Sans vouloir commettre quelque ingérence que ce soit, il faut bien parler d’acharnement à défaut de haine. Mais c’est la première fois dans l’histoire si mouvementée de ce petit pays qu’une telle confrontation entre la majorité et l’opposition se produit : en un peu plus d’un an, une cascade d’élections, des haines inexpiables, un mode politique divisé, assoiffé de pouvoir et de gratifications, bref le chaos. Et un seul homme a été en mesure de discipliner tous ces individus pour en faire un gouvernement. Et ce ne fut pas une mince affaire car tous les députés voulaient un maroquin : rendez vous compte 61 ministres pour un si petit pays !!
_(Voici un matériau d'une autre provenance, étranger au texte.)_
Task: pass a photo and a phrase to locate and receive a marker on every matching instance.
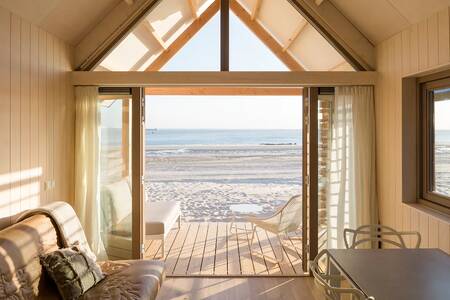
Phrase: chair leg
(281, 248)
(253, 237)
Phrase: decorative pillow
(73, 271)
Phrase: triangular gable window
(185, 36)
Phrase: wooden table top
(413, 274)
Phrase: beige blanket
(65, 221)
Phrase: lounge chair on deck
(159, 218)
(284, 220)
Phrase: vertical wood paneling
(444, 236)
(42, 147)
(36, 109)
(407, 223)
(34, 117)
(444, 38)
(433, 44)
(406, 51)
(5, 116)
(25, 115)
(50, 114)
(433, 233)
(15, 114)
(423, 44)
(414, 66)
(421, 47)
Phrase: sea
(165, 137)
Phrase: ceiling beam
(339, 32)
(255, 10)
(225, 91)
(265, 37)
(184, 37)
(153, 33)
(300, 28)
(193, 7)
(100, 41)
(224, 35)
(224, 79)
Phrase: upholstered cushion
(73, 271)
(132, 279)
(160, 216)
(20, 247)
(119, 195)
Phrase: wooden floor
(211, 249)
(240, 288)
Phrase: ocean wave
(170, 151)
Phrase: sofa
(22, 276)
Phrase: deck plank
(186, 251)
(247, 267)
(175, 250)
(198, 251)
(234, 263)
(259, 261)
(221, 264)
(209, 254)
(272, 266)
(285, 265)
(294, 257)
(211, 249)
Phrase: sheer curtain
(352, 199)
(87, 162)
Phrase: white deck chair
(369, 234)
(330, 283)
(285, 220)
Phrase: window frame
(429, 197)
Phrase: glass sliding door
(117, 183)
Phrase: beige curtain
(352, 199)
(87, 161)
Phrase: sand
(206, 180)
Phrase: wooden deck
(210, 249)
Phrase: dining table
(395, 274)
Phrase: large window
(435, 107)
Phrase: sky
(202, 53)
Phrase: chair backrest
(330, 283)
(291, 214)
(369, 234)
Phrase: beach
(208, 179)
(207, 171)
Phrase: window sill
(430, 211)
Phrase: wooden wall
(36, 117)
(422, 47)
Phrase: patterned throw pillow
(73, 270)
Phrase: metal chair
(378, 233)
(330, 283)
(285, 220)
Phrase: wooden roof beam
(339, 32)
(194, 8)
(109, 31)
(264, 36)
(255, 9)
(300, 28)
(225, 91)
(153, 33)
(183, 38)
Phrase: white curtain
(352, 199)
(87, 162)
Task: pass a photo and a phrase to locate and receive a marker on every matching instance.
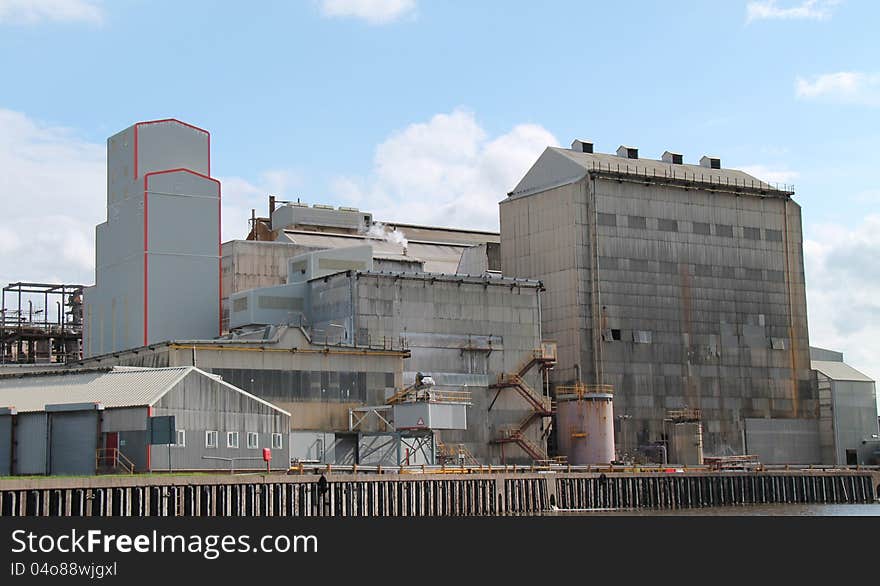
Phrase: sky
(431, 111)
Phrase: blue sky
(411, 108)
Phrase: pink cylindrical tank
(585, 425)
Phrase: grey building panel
(5, 445)
(174, 281)
(171, 145)
(73, 441)
(201, 404)
(124, 419)
(31, 433)
(783, 441)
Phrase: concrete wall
(465, 332)
(783, 441)
(847, 418)
(677, 297)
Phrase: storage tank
(585, 424)
(684, 432)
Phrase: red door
(111, 443)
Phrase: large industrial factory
(629, 310)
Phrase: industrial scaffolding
(28, 335)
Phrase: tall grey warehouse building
(680, 285)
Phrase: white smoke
(382, 232)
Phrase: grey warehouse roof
(839, 371)
(120, 387)
(559, 166)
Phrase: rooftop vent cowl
(582, 146)
(627, 152)
(710, 162)
(672, 158)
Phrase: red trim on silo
(146, 256)
(145, 123)
(149, 446)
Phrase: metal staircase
(545, 359)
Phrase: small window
(607, 219)
(667, 225)
(725, 230)
(773, 235)
(641, 336)
(702, 228)
(232, 439)
(703, 270)
(636, 222)
(608, 263)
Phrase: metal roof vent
(710, 162)
(674, 158)
(582, 146)
(627, 152)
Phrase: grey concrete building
(848, 424)
(157, 266)
(680, 285)
(89, 420)
(296, 228)
(317, 383)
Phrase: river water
(794, 510)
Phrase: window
(608, 262)
(667, 225)
(607, 219)
(641, 336)
(636, 222)
(702, 228)
(232, 439)
(773, 235)
(724, 230)
(752, 233)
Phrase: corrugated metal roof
(121, 387)
(839, 371)
(588, 160)
(438, 258)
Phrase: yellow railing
(430, 395)
(684, 414)
(581, 389)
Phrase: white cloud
(843, 291)
(52, 189)
(35, 11)
(846, 87)
(446, 171)
(371, 11)
(240, 196)
(769, 174)
(806, 10)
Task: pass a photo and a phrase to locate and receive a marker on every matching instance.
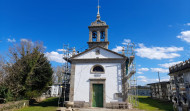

Il faut mettre un terme à cette haine juive de soi-même. Le peuple juif a la chance d’avoir enfin un Etat beau et fort ; l’attente a duré deux millénaires. il a à sa tête des généraux et des diplomates de premier ordre, il doit apprendre à vivre avec ceux de ses citoyens dont les opinions politiques divergent. Par rapport à celles de la majorité. Et surtout ne pas se priver des services de ses leaders qui figurent parmi les meilleurs au monde.

Ce ne sont pas des comparutions judicaires médiatisées de M. Netanyahou qui y changeront quelque chose. Que les Israéliens ne se privent donc pas des services et du discernement d’un si grand homme d’Etat. L’art de la politique s’apprend plus chez Machiavel que dans les Evangiles.